Monitoring on Treatment

• 1.Careful clinical monitoring is necessary to determine benefit and adverse effects of the drugs. Complete blood counts, urine analyses, liver function tests, 24 h urinary copper and protein, and serum free copper should be monitored frequently at the initial phase of therapy and at least once every 6–12 months thereafter. KF ring should be evaluated annually (strength 1; level of evidence, B).
• 2.GAS for WD is a comprehensive reliable and valid scale. It should be used to objectively assess the disability and to check the response to treatment on follow-up especially in patients with neuro-WD (strength 1; level of evidence, B).

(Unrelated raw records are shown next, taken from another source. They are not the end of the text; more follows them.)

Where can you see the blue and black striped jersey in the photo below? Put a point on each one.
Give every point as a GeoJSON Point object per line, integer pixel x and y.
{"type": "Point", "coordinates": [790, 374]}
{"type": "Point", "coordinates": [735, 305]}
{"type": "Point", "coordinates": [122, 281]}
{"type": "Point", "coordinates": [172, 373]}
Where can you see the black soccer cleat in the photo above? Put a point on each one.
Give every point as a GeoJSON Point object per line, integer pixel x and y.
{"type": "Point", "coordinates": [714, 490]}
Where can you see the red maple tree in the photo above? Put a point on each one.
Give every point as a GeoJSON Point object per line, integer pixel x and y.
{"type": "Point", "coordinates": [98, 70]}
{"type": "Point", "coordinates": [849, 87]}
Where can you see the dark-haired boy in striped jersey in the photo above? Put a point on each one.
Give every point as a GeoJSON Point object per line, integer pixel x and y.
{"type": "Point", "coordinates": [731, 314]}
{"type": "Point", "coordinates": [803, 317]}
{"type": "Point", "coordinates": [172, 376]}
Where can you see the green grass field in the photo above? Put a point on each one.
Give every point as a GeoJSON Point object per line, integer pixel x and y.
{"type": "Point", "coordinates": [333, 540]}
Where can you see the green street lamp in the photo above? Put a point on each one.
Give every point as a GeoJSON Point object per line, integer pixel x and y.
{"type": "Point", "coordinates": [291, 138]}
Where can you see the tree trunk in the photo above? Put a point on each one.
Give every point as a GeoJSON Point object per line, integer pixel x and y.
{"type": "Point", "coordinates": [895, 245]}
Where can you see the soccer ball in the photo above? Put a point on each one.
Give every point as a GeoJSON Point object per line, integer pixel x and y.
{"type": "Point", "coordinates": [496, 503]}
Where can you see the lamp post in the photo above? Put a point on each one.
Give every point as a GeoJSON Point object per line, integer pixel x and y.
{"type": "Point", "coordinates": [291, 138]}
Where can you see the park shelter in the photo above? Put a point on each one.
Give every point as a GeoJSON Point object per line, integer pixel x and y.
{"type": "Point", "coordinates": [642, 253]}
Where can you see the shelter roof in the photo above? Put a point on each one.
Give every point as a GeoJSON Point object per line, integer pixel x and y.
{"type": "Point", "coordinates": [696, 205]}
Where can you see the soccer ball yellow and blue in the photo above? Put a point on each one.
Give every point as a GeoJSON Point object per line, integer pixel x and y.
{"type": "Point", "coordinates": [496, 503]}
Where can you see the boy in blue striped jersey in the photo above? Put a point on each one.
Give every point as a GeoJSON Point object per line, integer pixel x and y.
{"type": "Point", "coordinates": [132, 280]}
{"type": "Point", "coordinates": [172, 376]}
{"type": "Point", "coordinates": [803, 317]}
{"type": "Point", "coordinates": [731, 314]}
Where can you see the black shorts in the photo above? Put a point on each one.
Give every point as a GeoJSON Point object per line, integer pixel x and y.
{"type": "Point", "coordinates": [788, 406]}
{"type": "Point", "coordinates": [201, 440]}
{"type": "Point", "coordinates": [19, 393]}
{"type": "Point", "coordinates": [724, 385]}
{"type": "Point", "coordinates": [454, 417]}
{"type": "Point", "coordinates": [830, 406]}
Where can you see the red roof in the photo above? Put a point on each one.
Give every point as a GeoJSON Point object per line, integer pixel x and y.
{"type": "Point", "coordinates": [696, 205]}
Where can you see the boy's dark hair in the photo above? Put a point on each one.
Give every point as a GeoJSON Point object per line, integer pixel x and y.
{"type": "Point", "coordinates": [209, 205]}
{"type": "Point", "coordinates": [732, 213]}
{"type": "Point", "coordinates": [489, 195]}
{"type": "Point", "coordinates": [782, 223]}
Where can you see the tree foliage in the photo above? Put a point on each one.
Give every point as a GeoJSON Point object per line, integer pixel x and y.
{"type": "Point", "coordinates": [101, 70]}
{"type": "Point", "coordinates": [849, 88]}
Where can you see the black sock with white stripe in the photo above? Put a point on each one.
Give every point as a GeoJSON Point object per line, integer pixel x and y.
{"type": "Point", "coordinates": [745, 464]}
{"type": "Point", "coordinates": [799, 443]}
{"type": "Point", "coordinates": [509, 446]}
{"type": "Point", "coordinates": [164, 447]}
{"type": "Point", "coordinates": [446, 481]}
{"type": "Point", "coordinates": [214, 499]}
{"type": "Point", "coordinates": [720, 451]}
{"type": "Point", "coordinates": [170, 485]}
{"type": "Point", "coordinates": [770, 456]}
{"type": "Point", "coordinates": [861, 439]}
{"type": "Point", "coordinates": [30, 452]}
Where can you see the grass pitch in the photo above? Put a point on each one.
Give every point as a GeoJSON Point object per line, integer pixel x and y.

Drug therapy for Neurological Symptoms

• 1.For patients with dystonia not responding to decoppering therapy, anticholinergics and baclofen can be used. For those with refractory focal dystonia or residual dystonia, botulinum toxin injections can be considered (strength 2; level of evidence, C).
• 2.Primidone and propranolol can be used in patients with residual postural and action tremors, levodopa in Parkinsonism, and tetrabenazine in hyperkinesias (strength 2; level of evidence, C).
• 3.Physical therapy and speech therapy have some role to play in rehabilitation of patients with neurological WD (strength 2; level of evidence, C).
• 4.In patients with severe dysphagia, PEG tubes are a temporary option till the dysphagia improves with chelation therapy (strength 2; level of evidence, C).

Maternal and Pregnancy Outcomes

• 1.Pregnancy in patients with WD is safe, and most patients have successful outcomes (strength I; level of evidence, B).
• 2.Patients with adequate copper control have better chances of successful pregnancies than untreated WD patients. Copper status of the patient should be optimized before pregnancy (strength I; level of evidence, B).
• 3.Treatment should be continued with previous chelation medication during pregnancy with dose reduction of chelators in later part of pregnancy (strength 2, level of evidence, B).
• 4.The risk of birth defects in WD is generally low, which also applies for patients treated with chelating agents (strength I, level of evidence, B).

Newer therapies

Newer therapies include hepatocyte transplant, stem cell transplant, and gene therapy, which attempt to restore hepatobiliary copper excretion. However, these seem to be still in experimental phase (strength 2; level of evidence, C).

Conflicts of interest

The authors have none to declare.

Nominal group technique of voting and writing of the guidelines

Hepatologists and neurologists manage WD, often with overlapping disease but no joint consensus exist till date. We felt the need for practice guidelines with holistic management. The process was primarily initiated by AN and RKD. Experts hepatologists (pediatric and adults) and neurologists were consulted to identify the gaps in literature and difficulties in management practices. Specific questions and areas of interest were identified and distributed to the core members. A two-day deliberation on WD was held in March 2017 in Mumbai. On the first day, various aspects of pathogenesis, management and recent literature review were presented and debated. On the second day, the core members met for formulating the guidelines. AN and RKD moderated the session. Presentations on specifically allotted topics were projected on the power-point by core members MSS, HD, SS (Sanjib Sinha), SA, AB, CEE. At the end of each presentation, different viewpoints were debated and finally voted. The statements were recorded. In addition to the presenters -MSS, HD, Sanjib Sinha, SA, AB, CEE, other authors PLK, RKD, VG, NM, RMK, MS,UP, AS, BRT, PMW, SKY contributed towards specific sections of the guidelines. The information was pooled. The draft was revised several times by AN,MSS and JM and reviewed by all contributors and AS, SS (Srinivas Sankaranaraynan) and AD. AN, HD, PLK and SS (Sanjib Sinha) additionally contributed in specific areas including the modified scoring system. The final manuscript was drafted by AN.